As a victim of rape, the law is designed to stop the defence trying to discredit you by using sexual history evidence and places a limit on them to ask questions to you about this subject. We will protect you from attacks on your character during cross-examination. The defence is not allowed to ask you questions about any previous sexual experiences you’ve had with anyone, including the defendant, unless the Judge gives permission to do so to in order to ensure that the defendant receives a fair trial. If permission is given, you will be told in advance and the defence will be able to ask you questions about specific examples of behaviour only; they cannot ask wide-ranging questions about your sex life. We will always challenge applications from the defence where it is appropriate under the law to do so. The final decision lies with the Judge, who can give permission only if strict legal conditions are met.
Once the defence have asked all their questions, the CPS prosecutor will have an opportunity to cross-examine defence witnesses.
Once all witnesses have been questioned, both lawyers will usually make closing speeches. The CPS prosecutor will sum up all the key points of their evidence, and then the defence lawyer will usually do the same thing. The Judge will sum up anything that the jury should keep in mind when considering the evidence, and the jury will then retire to reach a verdict.

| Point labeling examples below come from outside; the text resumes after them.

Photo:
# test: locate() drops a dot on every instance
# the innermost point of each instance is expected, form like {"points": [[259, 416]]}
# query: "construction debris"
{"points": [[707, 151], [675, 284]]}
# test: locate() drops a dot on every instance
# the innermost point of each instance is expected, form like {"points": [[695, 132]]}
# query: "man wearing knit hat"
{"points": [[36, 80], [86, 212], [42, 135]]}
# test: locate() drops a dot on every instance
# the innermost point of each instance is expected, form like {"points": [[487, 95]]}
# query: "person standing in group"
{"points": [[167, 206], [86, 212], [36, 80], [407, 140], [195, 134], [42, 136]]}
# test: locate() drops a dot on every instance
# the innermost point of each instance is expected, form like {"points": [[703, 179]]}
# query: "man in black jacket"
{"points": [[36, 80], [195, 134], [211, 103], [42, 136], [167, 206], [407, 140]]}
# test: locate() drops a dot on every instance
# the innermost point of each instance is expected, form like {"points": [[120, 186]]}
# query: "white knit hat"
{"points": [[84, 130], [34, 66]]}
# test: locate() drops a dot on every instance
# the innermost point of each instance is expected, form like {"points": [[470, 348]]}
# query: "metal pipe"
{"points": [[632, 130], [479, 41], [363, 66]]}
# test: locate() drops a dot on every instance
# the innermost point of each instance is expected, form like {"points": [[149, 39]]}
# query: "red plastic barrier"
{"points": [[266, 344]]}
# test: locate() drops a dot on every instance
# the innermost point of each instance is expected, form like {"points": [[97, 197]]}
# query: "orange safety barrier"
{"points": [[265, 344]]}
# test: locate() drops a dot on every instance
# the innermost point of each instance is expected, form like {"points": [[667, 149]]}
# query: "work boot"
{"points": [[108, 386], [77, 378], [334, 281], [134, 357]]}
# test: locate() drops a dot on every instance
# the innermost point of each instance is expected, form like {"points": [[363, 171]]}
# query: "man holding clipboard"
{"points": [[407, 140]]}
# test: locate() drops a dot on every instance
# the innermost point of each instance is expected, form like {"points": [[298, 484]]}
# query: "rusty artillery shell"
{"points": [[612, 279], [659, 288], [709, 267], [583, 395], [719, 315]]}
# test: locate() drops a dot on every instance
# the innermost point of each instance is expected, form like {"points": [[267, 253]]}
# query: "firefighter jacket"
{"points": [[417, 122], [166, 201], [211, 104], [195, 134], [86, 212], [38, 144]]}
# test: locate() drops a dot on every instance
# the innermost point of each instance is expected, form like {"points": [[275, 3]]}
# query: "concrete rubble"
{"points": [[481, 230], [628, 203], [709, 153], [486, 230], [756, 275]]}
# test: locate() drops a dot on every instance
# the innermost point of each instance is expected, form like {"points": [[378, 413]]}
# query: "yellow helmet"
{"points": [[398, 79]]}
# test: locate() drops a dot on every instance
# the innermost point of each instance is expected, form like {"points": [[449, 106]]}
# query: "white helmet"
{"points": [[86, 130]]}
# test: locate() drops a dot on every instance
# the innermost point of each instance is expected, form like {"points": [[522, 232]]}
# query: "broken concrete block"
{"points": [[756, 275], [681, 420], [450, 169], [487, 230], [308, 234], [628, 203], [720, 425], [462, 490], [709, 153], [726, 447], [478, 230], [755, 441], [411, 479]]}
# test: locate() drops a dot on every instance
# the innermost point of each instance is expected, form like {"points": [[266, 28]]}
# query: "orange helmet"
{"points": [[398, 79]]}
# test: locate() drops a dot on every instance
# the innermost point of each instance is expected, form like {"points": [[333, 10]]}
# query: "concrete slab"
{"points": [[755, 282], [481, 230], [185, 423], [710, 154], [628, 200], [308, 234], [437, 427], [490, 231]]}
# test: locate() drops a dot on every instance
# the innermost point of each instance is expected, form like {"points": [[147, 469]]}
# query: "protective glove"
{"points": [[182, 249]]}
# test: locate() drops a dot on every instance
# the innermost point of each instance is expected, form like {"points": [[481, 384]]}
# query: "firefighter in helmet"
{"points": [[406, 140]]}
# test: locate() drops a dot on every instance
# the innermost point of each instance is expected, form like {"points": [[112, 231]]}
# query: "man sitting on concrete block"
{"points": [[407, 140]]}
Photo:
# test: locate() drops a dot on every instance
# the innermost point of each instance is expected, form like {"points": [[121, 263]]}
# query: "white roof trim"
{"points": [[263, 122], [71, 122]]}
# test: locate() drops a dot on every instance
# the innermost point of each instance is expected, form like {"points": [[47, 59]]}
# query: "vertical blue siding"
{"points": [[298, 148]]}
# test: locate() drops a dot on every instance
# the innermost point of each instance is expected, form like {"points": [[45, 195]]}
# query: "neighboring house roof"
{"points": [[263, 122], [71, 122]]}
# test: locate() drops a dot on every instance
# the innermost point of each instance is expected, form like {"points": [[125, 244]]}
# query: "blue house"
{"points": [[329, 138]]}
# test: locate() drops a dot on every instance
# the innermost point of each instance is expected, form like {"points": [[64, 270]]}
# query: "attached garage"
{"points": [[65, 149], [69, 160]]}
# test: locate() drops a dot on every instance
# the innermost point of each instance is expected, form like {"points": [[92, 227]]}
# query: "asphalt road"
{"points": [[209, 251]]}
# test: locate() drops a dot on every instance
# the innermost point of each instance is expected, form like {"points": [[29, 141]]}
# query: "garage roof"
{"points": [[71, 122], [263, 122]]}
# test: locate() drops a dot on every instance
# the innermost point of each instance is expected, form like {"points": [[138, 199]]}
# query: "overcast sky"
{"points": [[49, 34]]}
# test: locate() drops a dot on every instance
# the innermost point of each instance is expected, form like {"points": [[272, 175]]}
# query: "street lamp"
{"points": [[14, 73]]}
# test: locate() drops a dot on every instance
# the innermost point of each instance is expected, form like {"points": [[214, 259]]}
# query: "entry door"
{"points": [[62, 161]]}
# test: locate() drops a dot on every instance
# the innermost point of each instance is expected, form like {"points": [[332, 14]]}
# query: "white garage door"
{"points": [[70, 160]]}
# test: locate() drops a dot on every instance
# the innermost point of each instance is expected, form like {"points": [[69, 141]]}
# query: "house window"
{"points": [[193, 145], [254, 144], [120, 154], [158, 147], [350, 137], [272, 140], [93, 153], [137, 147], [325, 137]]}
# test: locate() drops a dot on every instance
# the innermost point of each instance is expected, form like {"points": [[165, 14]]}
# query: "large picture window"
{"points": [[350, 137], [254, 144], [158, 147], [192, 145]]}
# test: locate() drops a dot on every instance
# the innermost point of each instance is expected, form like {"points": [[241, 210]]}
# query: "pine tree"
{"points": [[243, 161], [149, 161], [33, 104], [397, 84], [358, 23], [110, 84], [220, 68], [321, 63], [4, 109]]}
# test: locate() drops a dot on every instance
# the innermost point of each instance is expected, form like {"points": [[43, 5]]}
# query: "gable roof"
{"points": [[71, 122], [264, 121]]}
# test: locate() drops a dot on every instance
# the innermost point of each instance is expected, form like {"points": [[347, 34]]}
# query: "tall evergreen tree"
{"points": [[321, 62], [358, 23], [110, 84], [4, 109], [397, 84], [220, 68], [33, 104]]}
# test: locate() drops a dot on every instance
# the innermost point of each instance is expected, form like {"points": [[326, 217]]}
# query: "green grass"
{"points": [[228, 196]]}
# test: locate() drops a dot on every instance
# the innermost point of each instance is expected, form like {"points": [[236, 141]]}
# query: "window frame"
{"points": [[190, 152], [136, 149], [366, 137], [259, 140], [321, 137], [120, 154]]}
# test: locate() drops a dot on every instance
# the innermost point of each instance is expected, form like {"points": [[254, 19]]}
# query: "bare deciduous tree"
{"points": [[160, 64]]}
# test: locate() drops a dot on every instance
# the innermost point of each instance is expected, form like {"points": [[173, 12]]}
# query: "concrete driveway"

The verdict – being found guilty
The jury will be asked to reach a verdict on the charges brought against the defendant. If found ‘guilty’, the defendant is convicted and the Judge decides on a sentence by referring to Sentencing Guidelines and the law. They will decide how long the sentence should be, what requirements should be included and the amount of any fine. All of these decisions will depend on the facts and seriousness of the crime.
The Judge can sentence the defendant straight away or ask them to return at a later date. We are not responsible for sentencing but we will make sure the Judge has the information they need to make an appropriate decision. The Sentencing Council has provided more information about sentencing works which is available on their website.
Being found not guilty
If the jury decides the defendant is not guilty, that does not mean you were not believed, that your trauma isn’t true, you were lying or that we were wrong to bring the case. It means that the jury couldn’t be sure that the defendant was guilty. If found ‘not guilty’, the defendant is free to leave the court.
What happens if the jury can’t reach a verdict?
In some cases, the jury may fail to reach a verdict. We will then decide whether a second trial would be in the public interest, and whether it would likely result in conviction. Any decision we make will be in line with the Full Code Test. More information about this test is contained in the Code for Crown Prosecutors.
After the trial / appeals
If the defendant is found not guilty, neither we nor you can appeal the verdict.
If the defendant is found guilty, they are entitled to appeal if they have a legal reason to do so – this could be new evidence that has come to light or they believe the trial wasn’t conducted fairly. Appeals can be made against the conviction and/or the severity of the sentence. If a Judge agrees to an appeal, the case will be sent to the Court of Appeal for a new trial. If there is an appeal, we will keep you updated on its progress and explain the court’s judgment to you.
Appealing a sentence
You have the right to ask for the defendant’s sentence to be reviewed if you think it is too short (unduly lenient). We and members of the public can also appeal a sentence on this basis. The Attorney General’s Office is responsible for reviewing the sentence if it is requested.
Your rights as a victim
You have 12 rights under the Victims’ Code, which we and other parts of the criminal justice system uphold. The Ministry of Justice has published A Code of Practice for Victims of Crime in England and Wales which provides more information.
The CPS also has made a Prosecutors’ Pledge to victims.